Aku menggeleng pelan. "Nggak. Tadi kebetulan lewat toko mainan sepulang dari kantor."
"Tapi, setiap kamu datang ke sini selalu membelikan mainan untuk mereka, Ve. Bukannya aku nggak suka, tapi kamu sudah mengeluarkan banyak uang hanya untuk membeli hadiah-hadiah itu," ujar Bianca seolah keberatan dengan apa yang kulakukan untuk kedua putra kembarnya.
"Sudahlah, Bi." Aku mengibaskan tangan kanan persis di depan wajah wanita itu, bermaksud untuk menyuruhnya diam. Dia bisa menceramahiku habis-habisan jika tidak dihentikan secepatnya. "Boleh aku masuk? Aku haus."
Bianca mengangguk pelan.
"Kopi susu?" tawar Bianca setelah aku berhasil menjatuhkan tubuh di atas sofa ruang tamu rumahnya.
"Boleh."
"Tunggu sebentar."
Bianca masuk dan beberapa menit kemudian muncul kembali dengan membawa sebuah cangkir di tangannya.
"Sekarang bilang ada apa," serbu wanita itu usai meletakkan cangkir untukku di atas meja dan duduk di sebelahku dengan santai. Meski hanya mengenakan selembar daster pink bermotif bunga-bunga, ia masih tetap cantik seperti biasa.

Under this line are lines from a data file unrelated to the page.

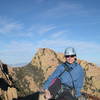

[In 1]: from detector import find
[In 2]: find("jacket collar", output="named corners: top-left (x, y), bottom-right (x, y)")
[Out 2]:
top-left (65, 61), bottom-right (77, 68)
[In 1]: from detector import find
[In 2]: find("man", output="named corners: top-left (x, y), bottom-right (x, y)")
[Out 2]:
top-left (43, 47), bottom-right (84, 100)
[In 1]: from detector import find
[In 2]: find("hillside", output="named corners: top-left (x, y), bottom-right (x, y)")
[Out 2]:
top-left (0, 48), bottom-right (100, 100)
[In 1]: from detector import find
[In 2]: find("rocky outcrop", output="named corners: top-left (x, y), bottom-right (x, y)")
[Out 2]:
top-left (0, 48), bottom-right (100, 100)
top-left (0, 61), bottom-right (17, 100)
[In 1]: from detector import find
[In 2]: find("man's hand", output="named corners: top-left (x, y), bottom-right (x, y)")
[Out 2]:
top-left (44, 90), bottom-right (52, 99)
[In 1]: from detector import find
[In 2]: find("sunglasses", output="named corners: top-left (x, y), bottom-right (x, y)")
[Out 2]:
top-left (65, 55), bottom-right (76, 58)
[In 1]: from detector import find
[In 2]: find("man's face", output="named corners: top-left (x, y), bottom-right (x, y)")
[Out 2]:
top-left (65, 55), bottom-right (76, 64)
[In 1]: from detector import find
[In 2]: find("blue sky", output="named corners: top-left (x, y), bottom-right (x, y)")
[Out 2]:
top-left (0, 0), bottom-right (100, 65)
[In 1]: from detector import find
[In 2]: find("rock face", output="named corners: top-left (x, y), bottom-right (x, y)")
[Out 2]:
top-left (0, 61), bottom-right (17, 100)
top-left (0, 48), bottom-right (100, 100)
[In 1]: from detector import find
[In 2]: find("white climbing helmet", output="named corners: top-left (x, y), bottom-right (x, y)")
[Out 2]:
top-left (64, 47), bottom-right (76, 56)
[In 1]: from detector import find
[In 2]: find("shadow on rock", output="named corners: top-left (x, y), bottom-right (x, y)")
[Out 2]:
top-left (13, 92), bottom-right (54, 100)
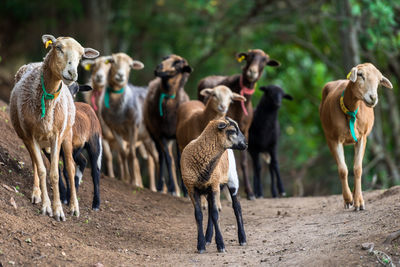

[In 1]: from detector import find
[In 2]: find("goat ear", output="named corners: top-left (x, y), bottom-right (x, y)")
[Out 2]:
top-left (283, 94), bottom-right (293, 100)
top-left (218, 121), bottom-right (228, 130)
top-left (182, 65), bottom-right (193, 73)
top-left (81, 59), bottom-right (94, 71)
top-left (381, 76), bottom-right (393, 89)
top-left (347, 67), bottom-right (357, 83)
top-left (200, 88), bottom-right (214, 96)
top-left (232, 93), bottom-right (247, 102)
top-left (83, 47), bottom-right (100, 58)
top-left (236, 52), bottom-right (248, 63)
top-left (130, 60), bottom-right (144, 70)
top-left (79, 84), bottom-right (93, 92)
top-left (267, 59), bottom-right (281, 67)
top-left (42, 34), bottom-right (56, 48)
top-left (104, 56), bottom-right (115, 64)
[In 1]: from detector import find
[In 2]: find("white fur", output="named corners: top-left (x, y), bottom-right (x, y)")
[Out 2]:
top-left (228, 149), bottom-right (239, 196)
top-left (75, 168), bottom-right (83, 184)
top-left (97, 137), bottom-right (103, 170)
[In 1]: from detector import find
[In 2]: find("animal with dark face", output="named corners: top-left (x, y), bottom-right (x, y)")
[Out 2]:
top-left (144, 55), bottom-right (192, 194)
top-left (197, 49), bottom-right (280, 199)
top-left (248, 85), bottom-right (293, 198)
top-left (181, 118), bottom-right (247, 253)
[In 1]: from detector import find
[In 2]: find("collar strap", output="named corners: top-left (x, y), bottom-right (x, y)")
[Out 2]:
top-left (40, 73), bottom-right (62, 118)
top-left (90, 90), bottom-right (101, 111)
top-left (159, 93), bottom-right (176, 117)
top-left (340, 90), bottom-right (359, 143)
top-left (104, 87), bottom-right (125, 108)
top-left (239, 75), bottom-right (257, 116)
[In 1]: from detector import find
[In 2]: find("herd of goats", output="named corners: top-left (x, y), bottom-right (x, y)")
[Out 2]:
top-left (10, 35), bottom-right (392, 253)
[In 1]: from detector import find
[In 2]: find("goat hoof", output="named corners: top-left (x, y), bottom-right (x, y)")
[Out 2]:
top-left (344, 202), bottom-right (353, 210)
top-left (247, 195), bottom-right (256, 200)
top-left (32, 190), bottom-right (42, 204)
top-left (42, 204), bottom-right (53, 217)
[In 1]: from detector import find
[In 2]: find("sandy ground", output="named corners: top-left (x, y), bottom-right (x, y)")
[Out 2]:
top-left (0, 99), bottom-right (400, 266)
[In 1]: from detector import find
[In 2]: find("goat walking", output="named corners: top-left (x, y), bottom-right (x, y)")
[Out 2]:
top-left (319, 63), bottom-right (393, 211)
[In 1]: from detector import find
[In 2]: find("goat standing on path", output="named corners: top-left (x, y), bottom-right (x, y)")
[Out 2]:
top-left (100, 53), bottom-right (145, 186)
top-left (10, 35), bottom-right (99, 221)
top-left (197, 49), bottom-right (280, 199)
top-left (248, 85), bottom-right (293, 198)
top-left (319, 63), bottom-right (393, 211)
top-left (143, 55), bottom-right (192, 195)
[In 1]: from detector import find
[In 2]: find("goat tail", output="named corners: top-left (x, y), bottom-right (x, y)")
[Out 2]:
top-left (89, 133), bottom-right (103, 170)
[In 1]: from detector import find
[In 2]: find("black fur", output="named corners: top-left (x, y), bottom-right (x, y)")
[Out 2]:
top-left (248, 85), bottom-right (293, 197)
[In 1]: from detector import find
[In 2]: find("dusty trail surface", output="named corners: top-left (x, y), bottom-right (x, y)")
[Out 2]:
top-left (0, 99), bottom-right (400, 266)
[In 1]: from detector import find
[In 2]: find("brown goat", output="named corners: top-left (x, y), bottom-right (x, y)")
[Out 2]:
top-left (10, 35), bottom-right (99, 221)
top-left (319, 63), bottom-right (393, 211)
top-left (100, 53), bottom-right (144, 186)
top-left (81, 56), bottom-right (117, 177)
top-left (143, 55), bottom-right (192, 195)
top-left (176, 85), bottom-right (246, 152)
top-left (181, 118), bottom-right (247, 253)
top-left (197, 49), bottom-right (280, 199)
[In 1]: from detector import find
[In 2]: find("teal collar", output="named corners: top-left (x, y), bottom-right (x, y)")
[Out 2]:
top-left (159, 93), bottom-right (176, 117)
top-left (340, 90), bottom-right (360, 143)
top-left (40, 73), bottom-right (62, 118)
top-left (104, 86), bottom-right (125, 108)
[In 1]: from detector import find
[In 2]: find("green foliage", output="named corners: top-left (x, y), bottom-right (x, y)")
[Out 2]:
top-left (0, 0), bottom-right (400, 197)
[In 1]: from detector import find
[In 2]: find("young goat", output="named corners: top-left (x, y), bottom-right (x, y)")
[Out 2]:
top-left (197, 49), bottom-right (280, 199)
top-left (319, 63), bottom-right (393, 211)
top-left (181, 118), bottom-right (247, 253)
top-left (81, 56), bottom-right (116, 177)
top-left (10, 35), bottom-right (99, 221)
top-left (248, 85), bottom-right (293, 198)
top-left (59, 84), bottom-right (102, 210)
top-left (144, 55), bottom-right (192, 195)
top-left (100, 53), bottom-right (145, 186)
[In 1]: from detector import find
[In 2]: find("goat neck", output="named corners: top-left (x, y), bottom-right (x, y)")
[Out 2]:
top-left (340, 82), bottom-right (362, 112)
top-left (189, 134), bottom-right (225, 182)
top-left (201, 97), bottom-right (225, 122)
top-left (40, 50), bottom-right (61, 94)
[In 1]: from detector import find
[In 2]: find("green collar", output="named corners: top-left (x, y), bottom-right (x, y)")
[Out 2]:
top-left (40, 73), bottom-right (62, 118)
top-left (159, 93), bottom-right (176, 117)
top-left (340, 90), bottom-right (360, 143)
top-left (104, 87), bottom-right (125, 108)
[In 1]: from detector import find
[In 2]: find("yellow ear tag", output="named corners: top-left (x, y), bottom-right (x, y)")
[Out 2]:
top-left (237, 56), bottom-right (245, 63)
top-left (44, 40), bottom-right (53, 49)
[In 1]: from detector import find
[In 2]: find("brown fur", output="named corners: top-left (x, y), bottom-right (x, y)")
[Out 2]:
top-left (176, 85), bottom-right (246, 152)
top-left (197, 49), bottom-right (280, 199)
top-left (100, 53), bottom-right (144, 186)
top-left (10, 35), bottom-right (98, 220)
top-left (143, 55), bottom-right (190, 195)
top-left (319, 63), bottom-right (392, 210)
top-left (72, 102), bottom-right (101, 149)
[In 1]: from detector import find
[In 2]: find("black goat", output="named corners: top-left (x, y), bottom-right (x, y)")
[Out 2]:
top-left (248, 85), bottom-right (293, 198)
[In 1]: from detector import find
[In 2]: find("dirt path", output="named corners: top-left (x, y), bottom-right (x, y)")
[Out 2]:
top-left (0, 99), bottom-right (400, 266)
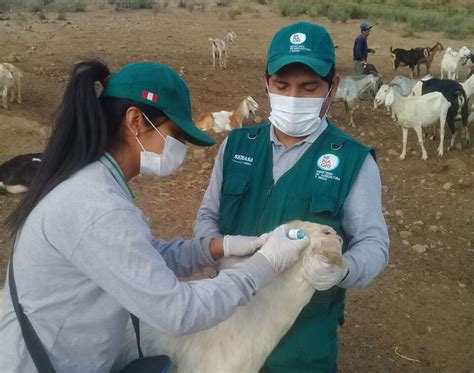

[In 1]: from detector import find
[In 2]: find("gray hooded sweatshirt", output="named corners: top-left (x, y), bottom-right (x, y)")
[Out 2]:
top-left (0, 155), bottom-right (273, 373)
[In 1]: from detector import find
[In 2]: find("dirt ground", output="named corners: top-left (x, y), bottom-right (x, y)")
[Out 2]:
top-left (0, 3), bottom-right (474, 372)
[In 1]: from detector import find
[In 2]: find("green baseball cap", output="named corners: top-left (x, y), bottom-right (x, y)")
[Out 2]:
top-left (101, 62), bottom-right (215, 146)
top-left (267, 21), bottom-right (336, 76)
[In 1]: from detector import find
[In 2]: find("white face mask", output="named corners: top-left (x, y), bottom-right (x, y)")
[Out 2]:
top-left (135, 113), bottom-right (186, 176)
top-left (268, 87), bottom-right (332, 137)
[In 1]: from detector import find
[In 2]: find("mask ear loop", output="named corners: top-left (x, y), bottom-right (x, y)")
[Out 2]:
top-left (135, 131), bottom-right (146, 152)
top-left (319, 85), bottom-right (334, 119)
top-left (141, 111), bottom-right (166, 141)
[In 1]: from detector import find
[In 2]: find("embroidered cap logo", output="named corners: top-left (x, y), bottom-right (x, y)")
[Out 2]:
top-left (142, 91), bottom-right (158, 103)
top-left (290, 32), bottom-right (306, 44)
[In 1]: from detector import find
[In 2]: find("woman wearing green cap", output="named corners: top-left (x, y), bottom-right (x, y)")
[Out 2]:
top-left (0, 60), bottom-right (308, 373)
top-left (194, 22), bottom-right (388, 373)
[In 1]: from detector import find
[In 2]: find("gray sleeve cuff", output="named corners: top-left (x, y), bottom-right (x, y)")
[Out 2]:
top-left (234, 253), bottom-right (275, 290)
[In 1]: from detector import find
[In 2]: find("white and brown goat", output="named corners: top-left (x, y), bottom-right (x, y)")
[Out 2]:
top-left (194, 96), bottom-right (259, 133)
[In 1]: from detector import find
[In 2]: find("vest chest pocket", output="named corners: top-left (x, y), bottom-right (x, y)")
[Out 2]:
top-left (310, 192), bottom-right (342, 230)
top-left (219, 174), bottom-right (248, 234)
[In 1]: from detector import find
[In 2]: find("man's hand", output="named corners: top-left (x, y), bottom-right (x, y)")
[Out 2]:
top-left (255, 224), bottom-right (310, 273)
top-left (223, 233), bottom-right (268, 257)
top-left (303, 254), bottom-right (349, 291)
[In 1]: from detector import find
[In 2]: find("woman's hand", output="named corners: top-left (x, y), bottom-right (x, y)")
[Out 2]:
top-left (209, 233), bottom-right (268, 260)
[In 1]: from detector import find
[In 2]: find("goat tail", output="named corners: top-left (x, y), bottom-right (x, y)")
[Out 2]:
top-left (455, 91), bottom-right (466, 112)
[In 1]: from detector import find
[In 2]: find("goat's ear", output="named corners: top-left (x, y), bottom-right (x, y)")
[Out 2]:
top-left (385, 88), bottom-right (395, 106)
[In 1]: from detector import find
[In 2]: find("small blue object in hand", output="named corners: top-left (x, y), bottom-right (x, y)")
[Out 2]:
top-left (288, 229), bottom-right (305, 240)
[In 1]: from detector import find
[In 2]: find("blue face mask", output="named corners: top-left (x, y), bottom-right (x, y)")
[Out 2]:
top-left (135, 113), bottom-right (186, 176)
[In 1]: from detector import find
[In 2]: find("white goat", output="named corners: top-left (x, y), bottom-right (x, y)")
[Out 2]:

Aku menarik napas dalam-dalam. Apa kedatanganku benar-benar mencurigakan dimatanya?
"Aku sudah bilang kan, kalau aku dijodohkan," ucapku mengawali obrolan.
"Lalu?" sahutnya cepat seolah tidak sabar menunggu pemaparanku selanjutnya.
"Aku menolak, Bi. Coba kamu bayangkan, bagaimana aku bisa menjalani pernikahan tanpa cinta, hah?" Aku sedikit memutar badan hingga menghadap Bianca. Dengan posisi seperti ini aku bisa menunjukkan pada sahabatku itu jika masalah yang sedang kuhadapi sekarang sangat serius. Dan aku butuh pertolongannya. Setidaknya saran.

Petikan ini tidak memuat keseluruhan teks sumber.